Use-case based mostly deployments on SageMaker JumpStart

Amazon SageMaker JumpStart gives pretrained fashions for a variety of drawback sorts that can assist you get began with AI workloads. SageMaker JumpStart affords entry to options for prime use circumstances that may be deployed to SageMaker AI Managed Inference endpoints or SageMaker HyperPod clusters. By pre-set deployment choices, prospects can shortly transfer from mannequin choice to mannequin deployment.

Mannequin deployments by way of SageMaker JumpStart are quick and simple. Prospects might choose choices based mostly on anticipated concurrent customers, with visibility into P50 latency, time-to-first token (TTFT), and throughput (token/second/person). Whereas concurrent person configuration choices are useful for general-purpose situations, they aren’t task-aware, and we acknowledge that prospects use SageMaker JumpStart for numerous, particular use circumstances like content material technology, content material summarization, or Q&A. Every use case would possibly require particular configurations to enhance efficiency. Furthermore, the definition of efficiency isn’t constrained to simply latency, and a few prospects would possibly measure efficiency in throughput or lowest price per token.

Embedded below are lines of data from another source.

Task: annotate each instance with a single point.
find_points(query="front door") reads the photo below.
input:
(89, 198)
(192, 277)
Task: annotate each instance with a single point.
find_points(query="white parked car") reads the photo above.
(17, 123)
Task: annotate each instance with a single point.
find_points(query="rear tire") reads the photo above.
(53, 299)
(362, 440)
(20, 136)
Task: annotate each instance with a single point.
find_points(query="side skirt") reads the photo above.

Constructing on this basis, we’re excited to announce the launch of SageMaker JumpStart optimized deployments. SageMaker JumpStart improved deployments tackle the necessity for wealthy and simple deployment customization on SageMaker JumpStart by providing pre-defined deployment configurations, designed for particular use circumstances. Prospects keep the identical stage of visibility into the small print of their proposed deployments, however now deployments are optimized for his or her particular use case and efficiency constraint.

Stipulations

To start utilizing SageMaker JumpStart optimized deployments, prospects require at minimal the next:

After these options are in place, prospects can start utilizing SageMaker JumpStart optimized deployments instantly.

Getting began

To get began utilizing SageMaker JumpStart optimized deployments, open SageMaker Studio and select Fashions. Choose any of the fashions that assist optimized deployments (listed within the following part) and select Deploy within the top-right nook. The ensuing display now contains a collapsible window labeled “Efficiency”, which options the choice choices for optimized deployments.

The displayed choices require customers to first choose a use case. For text-based fashions, these use circumstances can vary from generative writing to chat-style interactions; picture and video will function completely different use circumstances after assist is added for these enter sorts. After deciding on a use case, prospects should choose one in every of three constraint optimizations: Value optimized, Throughput optimized, and Latency optimized. There may be additionally a Balanced possibility for purchasers searching for the perfect common efficiency throughout all logged metrics.

After chosen, a pre-set deployment configuration is outlined for the endpoint. Prospects can additional assessment and choose extra configuration values like timeouts, endpoint naming, and safety settings. After configuration is full, prospects select the Deploy possibility within the bottom-right nook.

Accessible fashions

SageMaker JumpStart optimized deployments can be found for the next fashions:

Meta
- Llama-3.1-8B-Instruct
- Llama-2-7b-hf
- Llama-3.2-3B
- Meta-Llama-3-8B
- Llama-3.2-1B-Instruct
- Llama-3.2-1B
- Llama-3.1-70B-Instruct
- Llama-3.2-3B-Instruct
- Meta-Llama-3-8B
Microsoft
Mistral AI
- Mistral-7B-Instruct-v0.2
- Mistral-Small-24B-Instruct-2501
- Mistral-7B-v0.1
- Mistral-7B-Instruct-v0.3
- Mixtral-8x7B-Instruct-v0.1
Qwen
- Qwen3-8B
- Qwen3-32B
- Qwen3-0.6B
- Qwen2.5-7B-Instruct
- Qwen2.5-72B-Instruct
- Qwen2-VL-7B-Instruct
- Qwen2-1.5B-Instruct
- Qwen2-7B
Google
- gemma-7b
- gemma-7b-it
- gemma-2b
Tiiuae

These are the launch fashions for optimized deployments, and we’re actively increasing assist to incorporate extra fashions.

Name to motion

Prospects can begin working with SageMaker JumpStart optimized deployments instantly. Choose one of many out there optimized deployment fashions within the SageMaker Studio mannequin hub. Experiment with the completely different deployment choices to find out the precise configuration to your utility.